A Regression Based Approach for Prediction of Major League Baseball Game Outcomes

Authors

Hughes, Gerry

Issue Date

2022

Degree

MSc in Data Analytics

Publisher

Dublin Business School

Rights

Items in eSource are protected by copyright. Previously published items are made available in accordance with the copyright policy of the publisher/copyright holder.

Abstract

Data analytics and statistics have seen increasing usage in professional sports in recent years, with many professional organisations expanding the usage of data analytics to improve team performance. Similarly, organisations adjacent to professional sports, such as gambling and sportsbooks have traditionally been one of the largest groups utilising statistical analysis for sports outcome prediction.
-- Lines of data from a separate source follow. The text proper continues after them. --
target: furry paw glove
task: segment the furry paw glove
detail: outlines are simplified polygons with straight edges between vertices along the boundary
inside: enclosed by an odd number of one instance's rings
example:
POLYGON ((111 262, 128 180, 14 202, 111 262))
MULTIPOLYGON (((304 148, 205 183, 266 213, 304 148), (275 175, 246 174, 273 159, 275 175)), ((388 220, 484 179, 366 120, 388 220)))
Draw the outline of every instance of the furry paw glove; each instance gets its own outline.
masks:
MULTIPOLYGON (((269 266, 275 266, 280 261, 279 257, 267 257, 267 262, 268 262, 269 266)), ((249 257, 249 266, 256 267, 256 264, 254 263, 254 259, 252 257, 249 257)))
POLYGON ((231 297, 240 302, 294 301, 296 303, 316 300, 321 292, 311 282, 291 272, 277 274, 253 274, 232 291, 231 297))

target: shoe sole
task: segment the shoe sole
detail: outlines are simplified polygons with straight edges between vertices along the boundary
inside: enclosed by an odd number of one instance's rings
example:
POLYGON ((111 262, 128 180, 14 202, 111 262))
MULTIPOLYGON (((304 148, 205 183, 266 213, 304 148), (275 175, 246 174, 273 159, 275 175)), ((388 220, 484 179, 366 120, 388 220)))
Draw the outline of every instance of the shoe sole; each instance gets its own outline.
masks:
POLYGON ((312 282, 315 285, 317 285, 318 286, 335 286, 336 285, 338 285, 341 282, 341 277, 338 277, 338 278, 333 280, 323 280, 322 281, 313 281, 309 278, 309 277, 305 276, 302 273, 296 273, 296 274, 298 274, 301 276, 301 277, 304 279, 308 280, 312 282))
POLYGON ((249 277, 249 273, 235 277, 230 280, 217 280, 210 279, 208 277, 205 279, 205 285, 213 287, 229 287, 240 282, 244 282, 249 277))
With the wealth of data and techniques available now, the question naturally becomes how accurately can the outcome of a sporting event be predicted. This project aims to build and quantify a regression-based machine learning model for the prediction of the outcome of a game of baseball, first by determining the statistical value of individual players, and then by determining the relative statistical value of the teams they play on. Baseball has traditionally been the most statistically driven professional sport, with over 100 years of complex recorded statistics. However, despite the sheer amount of data available, the simple classification question of which of two teams will win a game between them remains impossible to answer. Existing models from simple Naïve classifiers to complex artificial neural networks have largely been limited to classification accuracies of <60%. The plethora of unquantifiable factors in any sport leads to it surely being impossible to ever definitively solve these problems. The aim of this project is to build an adaptive regression-based model that can be used and further tuned to improve predictive capability as both a classifier and probabilistic predictor. The current version of the model combines a multilinear regression-based model and a logistic regression-based model to produce a predictive model that presents a classification accuracy of 56.6%, an AUC of 0.549, and a Brier Score of 0.244.